The environment's 'most durable foe'
For more than two decades, Wayne Aspinall represented western Colorado in Congress. As the chair of the House Interior Committee, he helped authorize $5 billion in Western water reclamation projects, created national parks and helped pass the Wilderness Act. He was a conservative, rural Democrat who "regarded himself as a mainstream conservationist, espousing the wisest use of those resources" and "saw himself as the voice of the increasingly beleaguered Western resource user." But enemies viewed him as a tool of the mining, logging and ranching industries, wielding enormous power to stifle the growing environmental movement.
Schulte portrays Aspinall as a fair but rigid representative who — even as his mindset stood in stark contrast to that of the nation’s environmentalists — jockeyed landmark environmental legislation through Congress. After Aspinall was ousted from Congress in the 1972 Democratic primary, he mentored Reagan Interior Secretary James Watt, and served as "a major intellectual influence on the Sagebrush Rebellion."

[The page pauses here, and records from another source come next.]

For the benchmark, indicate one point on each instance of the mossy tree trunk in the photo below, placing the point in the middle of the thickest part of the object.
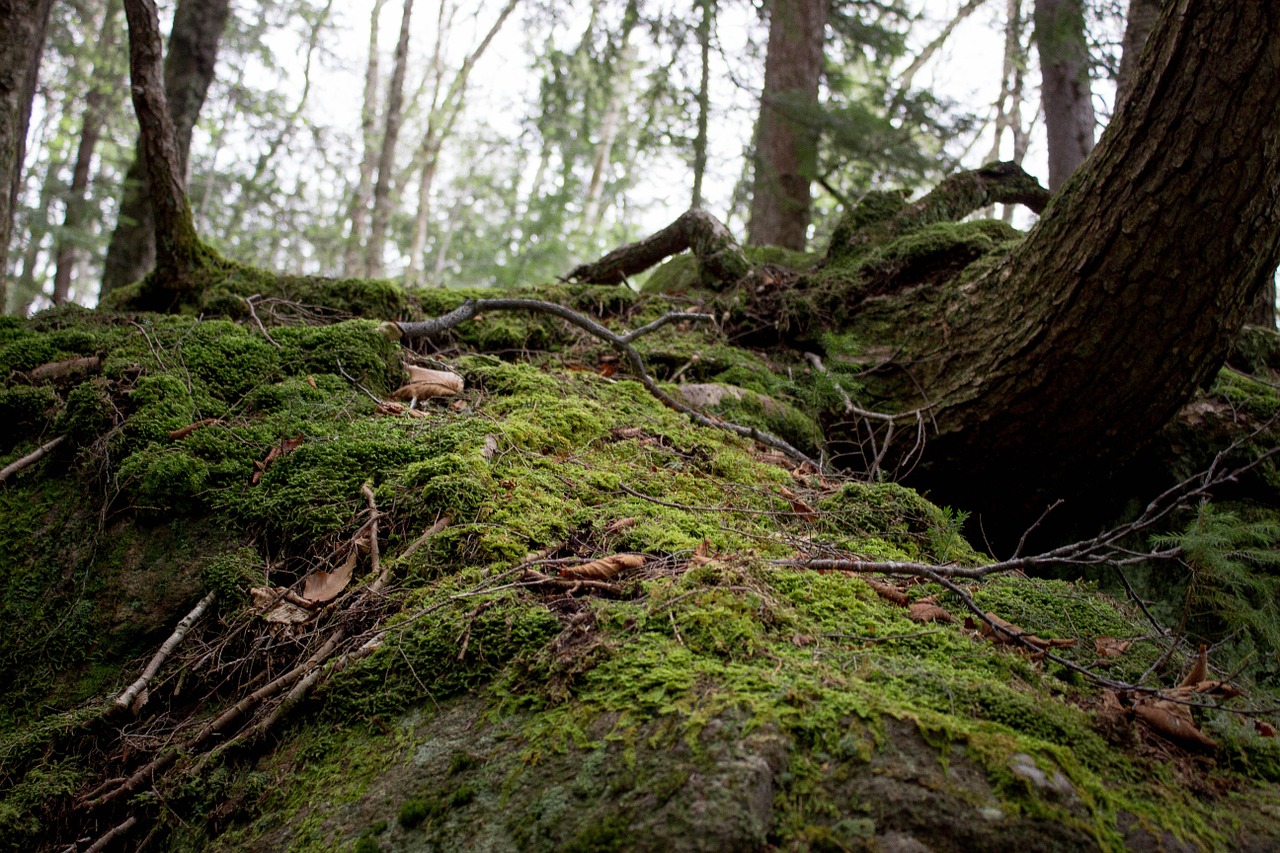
(1057, 363)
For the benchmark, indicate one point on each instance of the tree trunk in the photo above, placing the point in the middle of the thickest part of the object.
(1138, 26)
(101, 89)
(1054, 366)
(786, 137)
(188, 71)
(1065, 91)
(705, 24)
(387, 156)
(177, 249)
(357, 211)
(22, 41)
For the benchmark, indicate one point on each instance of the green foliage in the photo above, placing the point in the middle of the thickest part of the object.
(1233, 585)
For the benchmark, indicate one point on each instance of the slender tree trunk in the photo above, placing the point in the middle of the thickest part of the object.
(1065, 90)
(357, 211)
(178, 250)
(439, 126)
(100, 95)
(382, 213)
(705, 24)
(22, 41)
(786, 140)
(188, 71)
(1139, 23)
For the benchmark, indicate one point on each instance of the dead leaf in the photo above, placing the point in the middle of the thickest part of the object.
(922, 611)
(603, 569)
(1110, 646)
(1198, 670)
(325, 585)
(1173, 721)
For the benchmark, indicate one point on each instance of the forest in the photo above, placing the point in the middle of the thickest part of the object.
(639, 425)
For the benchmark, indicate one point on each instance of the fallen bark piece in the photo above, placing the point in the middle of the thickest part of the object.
(425, 383)
(603, 569)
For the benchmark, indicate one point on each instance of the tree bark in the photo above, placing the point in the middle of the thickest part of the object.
(101, 89)
(382, 213)
(1054, 366)
(22, 41)
(188, 71)
(1138, 24)
(786, 138)
(1065, 90)
(177, 249)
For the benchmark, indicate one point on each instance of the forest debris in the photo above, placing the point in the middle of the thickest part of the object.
(397, 410)
(603, 569)
(1198, 670)
(178, 434)
(887, 592)
(798, 505)
(926, 611)
(425, 383)
(1011, 633)
(1173, 721)
(1110, 646)
(67, 368)
(280, 450)
(137, 690)
(325, 585)
(30, 459)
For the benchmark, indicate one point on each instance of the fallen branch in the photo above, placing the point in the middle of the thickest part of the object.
(721, 260)
(30, 459)
(620, 342)
(124, 701)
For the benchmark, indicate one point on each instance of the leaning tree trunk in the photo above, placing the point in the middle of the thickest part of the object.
(1065, 91)
(188, 72)
(22, 41)
(786, 140)
(1059, 363)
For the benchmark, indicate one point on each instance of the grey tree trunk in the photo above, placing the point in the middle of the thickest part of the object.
(188, 71)
(1138, 24)
(103, 87)
(786, 140)
(22, 41)
(1065, 90)
(382, 213)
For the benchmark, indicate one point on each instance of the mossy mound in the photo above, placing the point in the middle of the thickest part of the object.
(709, 698)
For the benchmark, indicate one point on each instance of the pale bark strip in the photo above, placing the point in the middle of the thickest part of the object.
(439, 126)
(382, 213)
(30, 459)
(126, 699)
(357, 211)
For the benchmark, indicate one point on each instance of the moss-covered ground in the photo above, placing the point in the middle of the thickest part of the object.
(707, 699)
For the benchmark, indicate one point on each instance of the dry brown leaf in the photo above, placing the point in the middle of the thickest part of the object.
(1173, 721)
(325, 585)
(887, 592)
(603, 569)
(1198, 670)
(923, 611)
(1110, 646)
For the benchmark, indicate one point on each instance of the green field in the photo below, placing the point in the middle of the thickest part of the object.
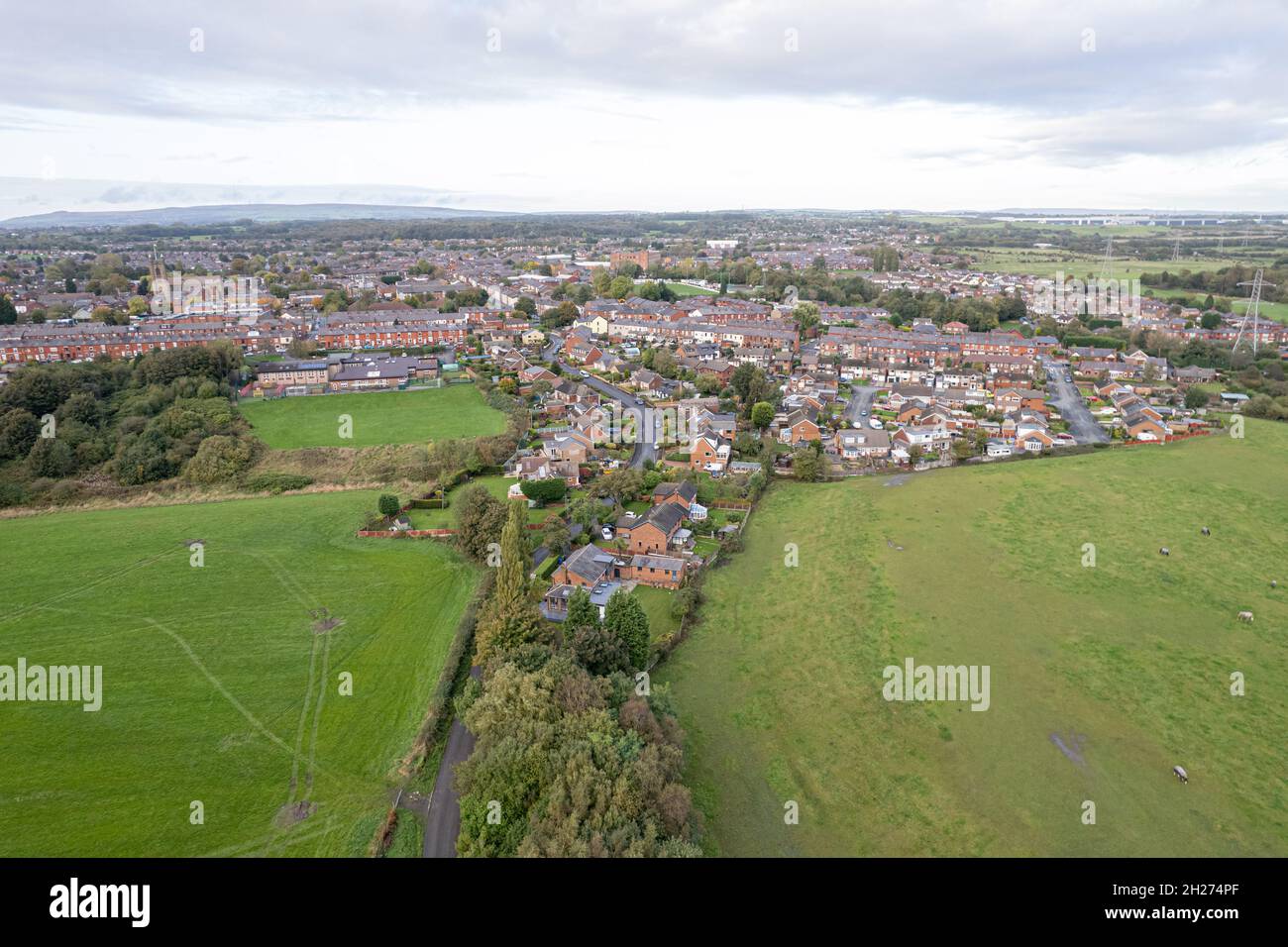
(219, 684)
(378, 418)
(496, 484)
(1127, 663)
(686, 290)
(1047, 262)
(657, 605)
(1276, 312)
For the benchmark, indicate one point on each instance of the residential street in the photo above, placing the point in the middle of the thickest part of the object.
(644, 449)
(861, 401)
(1072, 407)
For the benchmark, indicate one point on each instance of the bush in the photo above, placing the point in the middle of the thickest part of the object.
(219, 459)
(51, 458)
(545, 491)
(277, 482)
(12, 495)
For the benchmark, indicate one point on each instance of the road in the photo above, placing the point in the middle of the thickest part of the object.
(861, 401)
(644, 449)
(443, 822)
(1068, 401)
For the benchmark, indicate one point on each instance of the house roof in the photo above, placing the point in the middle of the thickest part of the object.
(589, 564)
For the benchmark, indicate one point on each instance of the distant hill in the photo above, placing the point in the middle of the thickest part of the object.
(226, 213)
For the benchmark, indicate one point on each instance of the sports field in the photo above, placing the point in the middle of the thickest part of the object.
(222, 682)
(377, 418)
(1102, 677)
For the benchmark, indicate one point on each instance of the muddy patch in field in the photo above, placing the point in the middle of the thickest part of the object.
(1070, 746)
(291, 813)
(323, 620)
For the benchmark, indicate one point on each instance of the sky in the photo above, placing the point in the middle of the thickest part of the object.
(669, 105)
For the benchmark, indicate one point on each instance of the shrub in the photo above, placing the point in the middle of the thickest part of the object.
(51, 458)
(277, 482)
(219, 459)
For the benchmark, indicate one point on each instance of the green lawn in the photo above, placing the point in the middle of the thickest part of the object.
(378, 418)
(1047, 262)
(1127, 664)
(446, 519)
(218, 684)
(682, 290)
(657, 605)
(1276, 312)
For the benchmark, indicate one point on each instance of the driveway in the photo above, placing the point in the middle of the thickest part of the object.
(1068, 401)
(861, 401)
(443, 822)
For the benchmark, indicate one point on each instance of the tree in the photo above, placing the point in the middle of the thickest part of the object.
(18, 432)
(146, 459)
(550, 489)
(480, 519)
(51, 457)
(509, 618)
(219, 459)
(596, 648)
(806, 316)
(581, 611)
(626, 618)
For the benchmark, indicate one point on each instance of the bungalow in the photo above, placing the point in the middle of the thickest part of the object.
(542, 468)
(587, 566)
(1141, 427)
(708, 453)
(554, 603)
(653, 531)
(683, 493)
(858, 444)
(661, 571)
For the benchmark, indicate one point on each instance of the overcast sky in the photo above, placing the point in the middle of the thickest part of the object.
(666, 105)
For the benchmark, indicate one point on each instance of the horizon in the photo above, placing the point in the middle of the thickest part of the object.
(506, 106)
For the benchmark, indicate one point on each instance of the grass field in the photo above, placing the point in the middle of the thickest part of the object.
(218, 684)
(1126, 664)
(378, 418)
(657, 605)
(1046, 263)
(686, 290)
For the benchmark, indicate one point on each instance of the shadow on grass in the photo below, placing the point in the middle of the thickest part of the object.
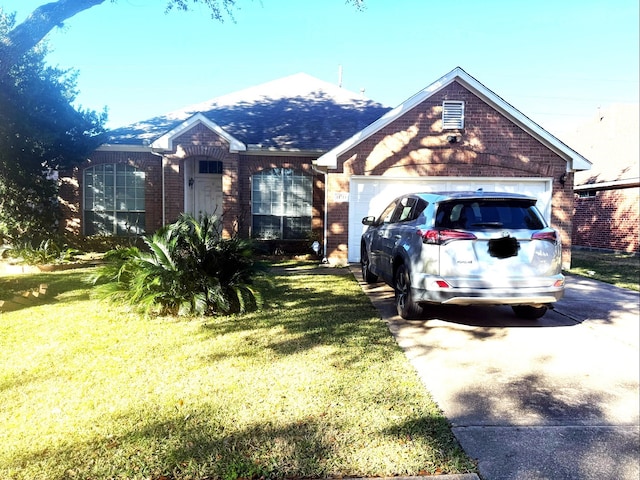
(310, 314)
(71, 284)
(197, 447)
(194, 448)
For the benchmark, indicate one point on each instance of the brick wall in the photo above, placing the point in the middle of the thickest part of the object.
(415, 145)
(609, 220)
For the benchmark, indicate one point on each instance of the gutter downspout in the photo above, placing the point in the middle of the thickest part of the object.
(325, 260)
(164, 219)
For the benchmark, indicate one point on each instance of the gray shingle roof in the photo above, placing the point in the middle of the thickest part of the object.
(298, 112)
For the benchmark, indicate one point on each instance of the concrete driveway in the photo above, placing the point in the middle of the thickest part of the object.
(556, 398)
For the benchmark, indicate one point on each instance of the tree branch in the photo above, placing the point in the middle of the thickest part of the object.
(40, 22)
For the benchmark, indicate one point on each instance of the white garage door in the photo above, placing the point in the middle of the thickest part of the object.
(369, 195)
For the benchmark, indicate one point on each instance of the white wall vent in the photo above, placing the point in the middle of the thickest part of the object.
(452, 115)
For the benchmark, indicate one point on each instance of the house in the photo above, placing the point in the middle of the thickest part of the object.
(607, 200)
(297, 159)
(245, 157)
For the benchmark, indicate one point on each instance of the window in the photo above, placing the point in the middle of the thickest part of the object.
(209, 166)
(114, 200)
(586, 193)
(452, 115)
(488, 214)
(281, 201)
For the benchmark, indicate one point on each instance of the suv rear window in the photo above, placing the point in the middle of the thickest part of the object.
(484, 214)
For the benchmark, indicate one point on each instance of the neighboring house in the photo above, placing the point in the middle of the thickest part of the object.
(297, 159)
(608, 196)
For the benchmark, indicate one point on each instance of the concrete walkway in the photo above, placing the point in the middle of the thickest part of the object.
(557, 398)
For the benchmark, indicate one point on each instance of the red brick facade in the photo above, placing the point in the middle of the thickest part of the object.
(198, 143)
(608, 220)
(415, 144)
(412, 145)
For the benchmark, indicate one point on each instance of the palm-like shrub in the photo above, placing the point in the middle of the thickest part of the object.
(189, 269)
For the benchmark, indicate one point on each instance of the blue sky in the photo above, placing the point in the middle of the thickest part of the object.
(555, 61)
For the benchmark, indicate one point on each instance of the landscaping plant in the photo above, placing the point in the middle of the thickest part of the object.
(188, 268)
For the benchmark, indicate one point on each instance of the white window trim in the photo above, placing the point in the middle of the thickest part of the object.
(452, 115)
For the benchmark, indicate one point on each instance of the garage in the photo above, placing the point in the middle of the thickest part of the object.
(454, 135)
(369, 195)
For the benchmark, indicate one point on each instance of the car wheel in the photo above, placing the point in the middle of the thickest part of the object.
(367, 276)
(529, 312)
(405, 305)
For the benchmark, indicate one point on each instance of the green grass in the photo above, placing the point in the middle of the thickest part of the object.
(312, 386)
(620, 269)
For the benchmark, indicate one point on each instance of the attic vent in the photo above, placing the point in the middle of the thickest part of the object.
(452, 115)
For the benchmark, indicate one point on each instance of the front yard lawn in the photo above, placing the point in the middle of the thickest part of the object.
(314, 385)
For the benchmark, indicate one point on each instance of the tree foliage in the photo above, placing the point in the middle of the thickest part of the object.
(40, 132)
(50, 15)
(187, 269)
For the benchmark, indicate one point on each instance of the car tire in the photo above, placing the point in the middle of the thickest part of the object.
(407, 308)
(529, 312)
(367, 276)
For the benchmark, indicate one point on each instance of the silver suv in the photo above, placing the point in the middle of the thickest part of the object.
(464, 248)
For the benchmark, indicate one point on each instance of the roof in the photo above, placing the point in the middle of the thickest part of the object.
(298, 112)
(610, 140)
(575, 161)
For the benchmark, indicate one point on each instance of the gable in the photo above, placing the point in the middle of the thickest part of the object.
(165, 142)
(574, 160)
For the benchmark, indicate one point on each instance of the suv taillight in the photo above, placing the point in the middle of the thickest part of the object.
(440, 237)
(548, 235)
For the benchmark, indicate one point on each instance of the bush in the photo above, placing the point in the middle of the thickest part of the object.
(189, 269)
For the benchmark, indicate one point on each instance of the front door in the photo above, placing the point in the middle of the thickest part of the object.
(204, 189)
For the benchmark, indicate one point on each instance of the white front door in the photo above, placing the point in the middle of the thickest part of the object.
(203, 191)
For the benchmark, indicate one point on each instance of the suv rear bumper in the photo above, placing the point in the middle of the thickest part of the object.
(516, 295)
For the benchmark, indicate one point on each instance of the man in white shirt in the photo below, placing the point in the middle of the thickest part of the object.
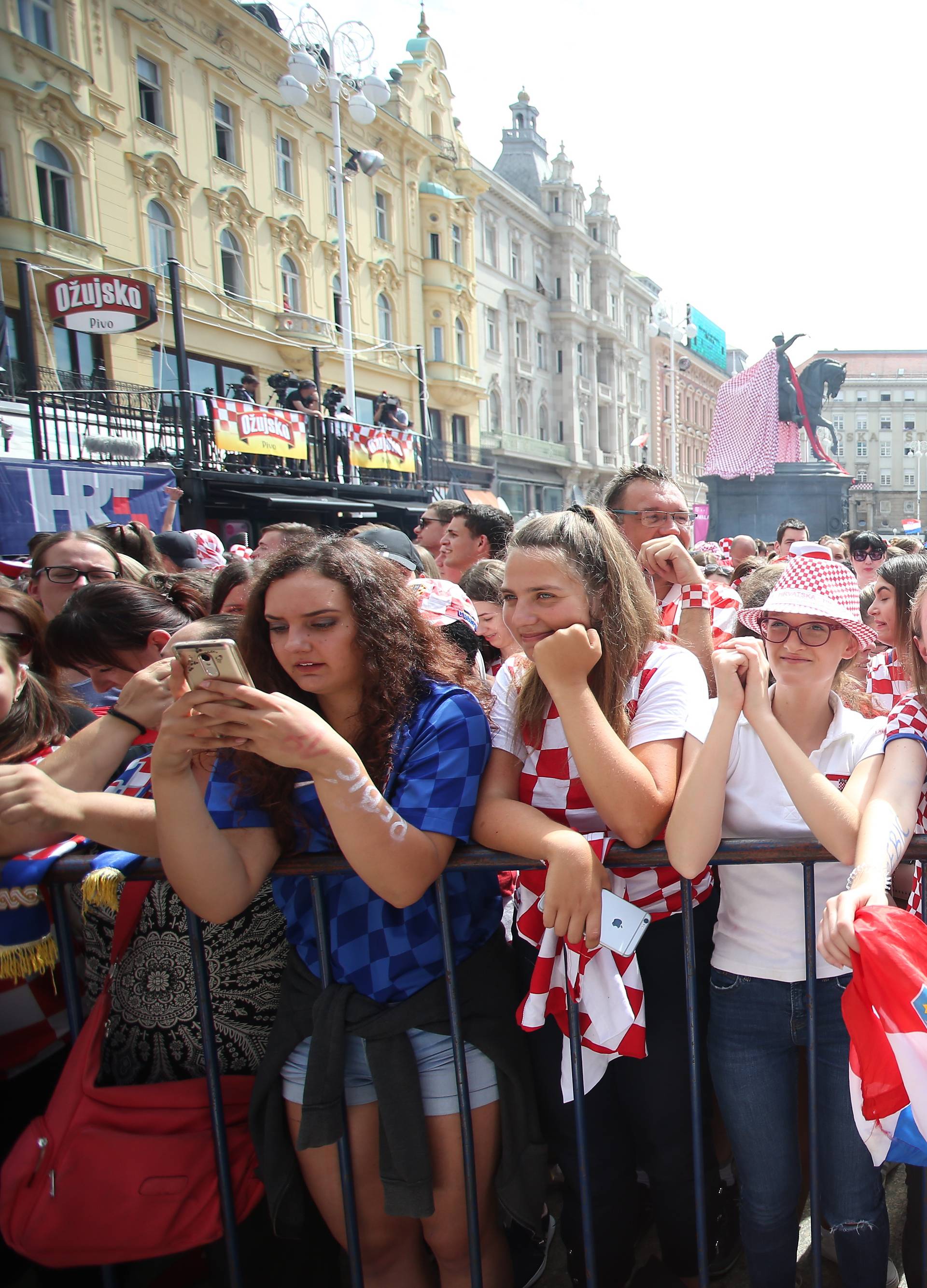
(655, 520)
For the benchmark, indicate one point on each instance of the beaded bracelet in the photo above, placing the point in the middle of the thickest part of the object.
(122, 715)
(871, 867)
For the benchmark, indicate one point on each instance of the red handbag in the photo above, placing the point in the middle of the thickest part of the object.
(122, 1174)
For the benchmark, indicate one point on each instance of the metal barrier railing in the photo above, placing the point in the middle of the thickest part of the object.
(72, 868)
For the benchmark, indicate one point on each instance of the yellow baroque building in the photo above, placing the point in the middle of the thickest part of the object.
(145, 128)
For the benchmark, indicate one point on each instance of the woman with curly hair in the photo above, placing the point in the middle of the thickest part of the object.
(361, 733)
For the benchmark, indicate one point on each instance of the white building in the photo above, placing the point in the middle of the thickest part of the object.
(562, 350)
(880, 418)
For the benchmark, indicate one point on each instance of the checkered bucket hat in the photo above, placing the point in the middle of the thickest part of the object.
(819, 588)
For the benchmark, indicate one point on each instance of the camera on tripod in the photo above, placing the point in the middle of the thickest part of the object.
(333, 400)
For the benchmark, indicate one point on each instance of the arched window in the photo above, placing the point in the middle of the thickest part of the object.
(232, 265)
(290, 285)
(160, 236)
(56, 187)
(384, 319)
(491, 242)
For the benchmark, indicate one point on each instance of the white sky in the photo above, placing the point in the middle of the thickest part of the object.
(767, 163)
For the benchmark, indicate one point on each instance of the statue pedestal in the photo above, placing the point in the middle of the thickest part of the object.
(815, 493)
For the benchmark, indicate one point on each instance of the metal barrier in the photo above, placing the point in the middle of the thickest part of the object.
(72, 868)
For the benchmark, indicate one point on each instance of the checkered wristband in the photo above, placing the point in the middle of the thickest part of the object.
(697, 595)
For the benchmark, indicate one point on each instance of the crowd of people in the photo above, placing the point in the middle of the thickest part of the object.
(545, 690)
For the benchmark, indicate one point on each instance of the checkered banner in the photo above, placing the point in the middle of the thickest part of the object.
(373, 447)
(242, 427)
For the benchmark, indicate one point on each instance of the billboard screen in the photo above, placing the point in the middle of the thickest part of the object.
(711, 342)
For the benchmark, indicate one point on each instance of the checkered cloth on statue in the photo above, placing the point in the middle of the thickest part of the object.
(747, 436)
(666, 686)
(389, 953)
(723, 606)
(908, 719)
(886, 679)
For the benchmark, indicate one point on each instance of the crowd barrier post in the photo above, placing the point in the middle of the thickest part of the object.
(812, 1007)
(463, 1088)
(217, 1108)
(346, 1169)
(696, 1081)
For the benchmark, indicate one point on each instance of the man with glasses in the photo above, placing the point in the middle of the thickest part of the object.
(868, 553)
(433, 524)
(787, 532)
(655, 520)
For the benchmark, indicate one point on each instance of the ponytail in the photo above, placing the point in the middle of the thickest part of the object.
(37, 719)
(99, 623)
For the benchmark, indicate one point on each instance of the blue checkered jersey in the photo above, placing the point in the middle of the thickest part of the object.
(389, 953)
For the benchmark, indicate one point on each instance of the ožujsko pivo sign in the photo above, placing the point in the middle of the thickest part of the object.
(102, 303)
(242, 427)
(374, 447)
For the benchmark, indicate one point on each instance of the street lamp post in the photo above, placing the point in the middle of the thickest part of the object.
(338, 60)
(920, 450)
(663, 325)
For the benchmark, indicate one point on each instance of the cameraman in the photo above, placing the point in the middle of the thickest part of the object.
(304, 398)
(389, 414)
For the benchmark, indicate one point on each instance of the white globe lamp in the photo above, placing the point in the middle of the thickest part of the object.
(293, 92)
(304, 68)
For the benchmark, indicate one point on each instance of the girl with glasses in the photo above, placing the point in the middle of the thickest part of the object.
(781, 756)
(867, 552)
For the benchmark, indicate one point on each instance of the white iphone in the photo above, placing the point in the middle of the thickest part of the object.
(624, 924)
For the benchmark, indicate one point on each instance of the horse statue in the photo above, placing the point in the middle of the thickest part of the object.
(822, 375)
(788, 398)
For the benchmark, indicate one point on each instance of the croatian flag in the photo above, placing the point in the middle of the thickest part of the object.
(885, 1010)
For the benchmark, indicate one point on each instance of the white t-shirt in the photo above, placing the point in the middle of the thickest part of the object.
(761, 921)
(674, 694)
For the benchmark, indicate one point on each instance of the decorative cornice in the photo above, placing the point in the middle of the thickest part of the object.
(160, 173)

Schulte presents an organized and engaging review of Aspinall’s battles over the Colorado River Storage Project and the Wilderness Act, as well as his exchanges with Kennedy-era Interior Secretary Stewart Udall and Sierra Club leader David Brower, who once said the environmental movement had seen "dream after dream dashed on the stony continents of Wayne Aspinall."
Wayne Aspinall and the Shaping of the American West by Steven C. Schulte
322 pages, hardcover $29.95. University of Colorado Press, 2002.